Ryan Wigglesworth deserves special mention in this programme for his outstanding performances of Knussen’s Variations, and the Prayer Bell Sketch. Both these of these solo piano works were brought alive by Wigglesworth’s energy and artistic finesse, evidently refined through his work as a composer. Despite technical slips in the intractable Variations, he charmed the audience with his spry pianistic touch and dramatisation of the score. The Prayer Bell Sketch, formed by Knussen in an attempt to take up an abandoned project of Takemitsu’s, was again effectively animated. The accumulation of resonances in this work recalls Takemitsu’s Tree Line (1988) and Schoenberg’s Six Little Piano Pieces, Op. 19, and such connections were brought out in Wigglesworth’s interpretation. He crowned his performance with an endearing gesture, holding Knussen’s score out to the audience in place of the conventional performer’s bow.

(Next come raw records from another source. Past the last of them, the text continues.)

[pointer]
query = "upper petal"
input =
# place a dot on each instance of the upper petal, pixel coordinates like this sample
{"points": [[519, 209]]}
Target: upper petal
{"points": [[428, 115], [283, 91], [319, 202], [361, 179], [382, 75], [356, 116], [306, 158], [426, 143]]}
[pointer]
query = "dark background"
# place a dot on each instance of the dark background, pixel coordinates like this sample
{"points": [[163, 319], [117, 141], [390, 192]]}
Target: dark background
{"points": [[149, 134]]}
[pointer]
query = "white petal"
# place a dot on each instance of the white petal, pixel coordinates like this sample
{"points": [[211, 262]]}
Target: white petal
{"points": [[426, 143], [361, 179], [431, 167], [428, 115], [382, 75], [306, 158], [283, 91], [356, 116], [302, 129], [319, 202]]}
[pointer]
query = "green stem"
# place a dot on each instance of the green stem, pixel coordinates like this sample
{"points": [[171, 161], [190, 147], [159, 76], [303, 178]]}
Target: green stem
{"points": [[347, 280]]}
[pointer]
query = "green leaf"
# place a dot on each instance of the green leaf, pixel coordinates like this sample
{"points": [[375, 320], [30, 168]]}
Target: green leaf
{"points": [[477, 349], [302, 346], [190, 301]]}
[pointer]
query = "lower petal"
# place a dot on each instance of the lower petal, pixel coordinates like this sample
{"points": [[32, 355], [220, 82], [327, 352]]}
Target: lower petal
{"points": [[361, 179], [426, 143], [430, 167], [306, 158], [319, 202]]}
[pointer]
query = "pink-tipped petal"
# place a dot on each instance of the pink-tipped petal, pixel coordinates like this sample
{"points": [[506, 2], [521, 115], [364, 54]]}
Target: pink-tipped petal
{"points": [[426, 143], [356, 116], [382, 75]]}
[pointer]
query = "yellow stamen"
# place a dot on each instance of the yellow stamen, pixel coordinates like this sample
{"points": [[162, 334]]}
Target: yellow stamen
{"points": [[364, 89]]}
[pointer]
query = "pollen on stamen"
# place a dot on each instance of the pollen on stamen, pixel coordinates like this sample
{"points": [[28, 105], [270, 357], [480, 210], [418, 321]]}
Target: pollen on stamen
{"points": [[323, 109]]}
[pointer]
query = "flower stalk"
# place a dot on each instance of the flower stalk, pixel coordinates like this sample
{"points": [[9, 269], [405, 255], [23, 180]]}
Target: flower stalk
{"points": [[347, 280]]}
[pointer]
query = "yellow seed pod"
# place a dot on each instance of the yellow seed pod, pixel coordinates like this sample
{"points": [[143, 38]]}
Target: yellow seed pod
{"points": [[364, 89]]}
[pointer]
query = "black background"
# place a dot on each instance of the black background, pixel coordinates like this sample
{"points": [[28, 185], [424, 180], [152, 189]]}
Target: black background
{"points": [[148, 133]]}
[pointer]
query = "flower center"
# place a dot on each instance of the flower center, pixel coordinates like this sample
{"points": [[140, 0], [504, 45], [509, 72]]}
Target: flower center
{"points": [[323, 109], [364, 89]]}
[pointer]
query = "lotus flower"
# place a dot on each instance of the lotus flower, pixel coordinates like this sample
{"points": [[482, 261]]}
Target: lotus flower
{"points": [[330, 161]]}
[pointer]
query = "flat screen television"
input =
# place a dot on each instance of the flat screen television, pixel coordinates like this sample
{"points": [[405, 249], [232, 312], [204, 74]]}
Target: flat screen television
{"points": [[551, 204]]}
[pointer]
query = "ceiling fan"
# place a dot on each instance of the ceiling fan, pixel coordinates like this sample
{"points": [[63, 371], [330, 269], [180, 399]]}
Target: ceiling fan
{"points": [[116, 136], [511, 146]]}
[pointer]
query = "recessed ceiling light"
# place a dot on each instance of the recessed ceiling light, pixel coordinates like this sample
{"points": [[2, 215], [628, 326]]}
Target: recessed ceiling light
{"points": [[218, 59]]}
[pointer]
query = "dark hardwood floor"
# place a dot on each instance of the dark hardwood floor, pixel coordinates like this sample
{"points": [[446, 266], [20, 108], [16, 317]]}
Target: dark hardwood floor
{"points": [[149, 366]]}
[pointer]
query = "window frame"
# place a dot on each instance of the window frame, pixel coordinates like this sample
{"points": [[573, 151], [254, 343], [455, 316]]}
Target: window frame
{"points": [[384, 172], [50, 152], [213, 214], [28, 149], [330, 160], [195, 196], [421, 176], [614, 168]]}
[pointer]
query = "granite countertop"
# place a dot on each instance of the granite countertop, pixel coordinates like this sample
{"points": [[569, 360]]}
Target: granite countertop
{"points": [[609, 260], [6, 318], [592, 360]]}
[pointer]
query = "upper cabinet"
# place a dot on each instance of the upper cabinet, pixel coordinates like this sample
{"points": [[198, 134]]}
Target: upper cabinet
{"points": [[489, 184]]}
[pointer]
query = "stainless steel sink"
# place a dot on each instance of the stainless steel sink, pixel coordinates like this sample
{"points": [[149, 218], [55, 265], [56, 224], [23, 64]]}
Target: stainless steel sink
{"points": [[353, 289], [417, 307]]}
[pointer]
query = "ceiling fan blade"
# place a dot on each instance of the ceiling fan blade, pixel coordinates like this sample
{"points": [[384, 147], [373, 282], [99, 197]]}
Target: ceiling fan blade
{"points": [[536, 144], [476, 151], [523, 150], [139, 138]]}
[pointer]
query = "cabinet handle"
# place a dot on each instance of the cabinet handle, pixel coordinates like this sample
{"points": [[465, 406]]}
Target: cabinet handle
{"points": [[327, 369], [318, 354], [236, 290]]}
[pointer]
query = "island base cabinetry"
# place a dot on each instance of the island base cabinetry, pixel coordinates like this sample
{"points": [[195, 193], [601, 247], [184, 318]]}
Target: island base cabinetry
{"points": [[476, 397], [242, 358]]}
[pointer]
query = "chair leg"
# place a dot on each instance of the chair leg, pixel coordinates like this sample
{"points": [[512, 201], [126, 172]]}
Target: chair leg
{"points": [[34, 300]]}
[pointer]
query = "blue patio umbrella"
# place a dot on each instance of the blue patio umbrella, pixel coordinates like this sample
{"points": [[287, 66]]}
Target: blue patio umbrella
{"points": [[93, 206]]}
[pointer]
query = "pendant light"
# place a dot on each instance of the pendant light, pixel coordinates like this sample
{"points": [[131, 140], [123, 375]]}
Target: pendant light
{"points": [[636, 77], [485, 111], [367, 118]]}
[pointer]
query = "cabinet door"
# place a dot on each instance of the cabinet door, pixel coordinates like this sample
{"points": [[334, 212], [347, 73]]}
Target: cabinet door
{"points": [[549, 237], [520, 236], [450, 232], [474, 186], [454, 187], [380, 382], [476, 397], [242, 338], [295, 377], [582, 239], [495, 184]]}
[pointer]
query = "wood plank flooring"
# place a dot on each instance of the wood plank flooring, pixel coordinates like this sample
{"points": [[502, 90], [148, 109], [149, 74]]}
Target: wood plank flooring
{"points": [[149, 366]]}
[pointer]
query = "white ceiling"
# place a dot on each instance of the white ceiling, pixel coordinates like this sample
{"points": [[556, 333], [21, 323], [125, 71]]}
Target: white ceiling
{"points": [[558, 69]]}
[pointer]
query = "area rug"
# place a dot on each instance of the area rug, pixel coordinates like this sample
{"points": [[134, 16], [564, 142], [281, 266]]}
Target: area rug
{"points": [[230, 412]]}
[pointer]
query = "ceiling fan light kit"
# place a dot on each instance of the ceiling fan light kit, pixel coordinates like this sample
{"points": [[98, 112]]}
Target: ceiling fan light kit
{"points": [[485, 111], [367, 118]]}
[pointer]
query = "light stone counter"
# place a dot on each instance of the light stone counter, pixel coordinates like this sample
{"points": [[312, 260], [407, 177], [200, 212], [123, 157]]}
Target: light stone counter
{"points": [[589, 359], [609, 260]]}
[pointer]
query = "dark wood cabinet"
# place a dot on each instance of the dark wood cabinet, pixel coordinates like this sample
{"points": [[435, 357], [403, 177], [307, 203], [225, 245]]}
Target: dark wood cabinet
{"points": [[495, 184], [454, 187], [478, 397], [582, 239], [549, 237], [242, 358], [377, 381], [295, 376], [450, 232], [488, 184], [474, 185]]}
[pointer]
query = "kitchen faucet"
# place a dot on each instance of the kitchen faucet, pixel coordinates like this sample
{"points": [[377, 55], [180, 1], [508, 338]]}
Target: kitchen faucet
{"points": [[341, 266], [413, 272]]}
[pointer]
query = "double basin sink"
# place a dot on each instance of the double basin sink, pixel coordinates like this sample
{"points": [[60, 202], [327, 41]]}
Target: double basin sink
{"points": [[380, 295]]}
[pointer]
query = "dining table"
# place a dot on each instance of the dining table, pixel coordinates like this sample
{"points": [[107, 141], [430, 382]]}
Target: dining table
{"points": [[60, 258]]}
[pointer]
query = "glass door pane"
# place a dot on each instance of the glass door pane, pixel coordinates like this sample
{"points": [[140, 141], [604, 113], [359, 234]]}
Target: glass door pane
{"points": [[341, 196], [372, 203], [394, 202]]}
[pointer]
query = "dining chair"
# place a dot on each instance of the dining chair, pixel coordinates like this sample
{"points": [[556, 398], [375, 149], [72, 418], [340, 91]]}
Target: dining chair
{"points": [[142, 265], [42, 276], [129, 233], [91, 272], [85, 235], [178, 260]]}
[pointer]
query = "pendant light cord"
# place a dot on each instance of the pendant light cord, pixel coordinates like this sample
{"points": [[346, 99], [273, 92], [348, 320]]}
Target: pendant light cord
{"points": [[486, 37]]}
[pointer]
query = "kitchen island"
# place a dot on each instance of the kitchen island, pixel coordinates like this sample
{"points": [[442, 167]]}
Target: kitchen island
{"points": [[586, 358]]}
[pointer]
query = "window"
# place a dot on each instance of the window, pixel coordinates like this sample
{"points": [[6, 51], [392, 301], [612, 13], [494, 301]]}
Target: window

Sandwiched between the Variations and Prayer Bell Sketch was the Secret Psalm for solo violin. In light of Wigglesworth’s efforts, Wood’s delivery of this work appeared overly deterministic. Knussen’s hesitant elegiac structure would perhaps have benefited from a memorized performance to ensure that its distinctly introspective qualities were not just ironed out. In turn, Huw Watkins’ pristine rendition of the Chopinesque Ophelia’s Last Dance did not capitalise on the dissolving nature of the music: a detail that would certainly have added facets to Knussen’s subject matter.
The formality of the occasion was somewhat diminished by the shambolic condition of the Guildhall’s Music Hall. Littered with chairs, stands and other music paraphernalia, the performance space was apparently engaged in a bid for the next Turner Prize, except that instead of Tracey Emin’s Bed we were left with The Chair – an object wholly without function in this context – that was brazenly dumped centre-stage. Despite this carelessness, the performers succeeded in inviting us into Knussen’s spellbinding creative sphere; a sphere in which even the most sophisticated of musical products can appear as bright and colourful playthings.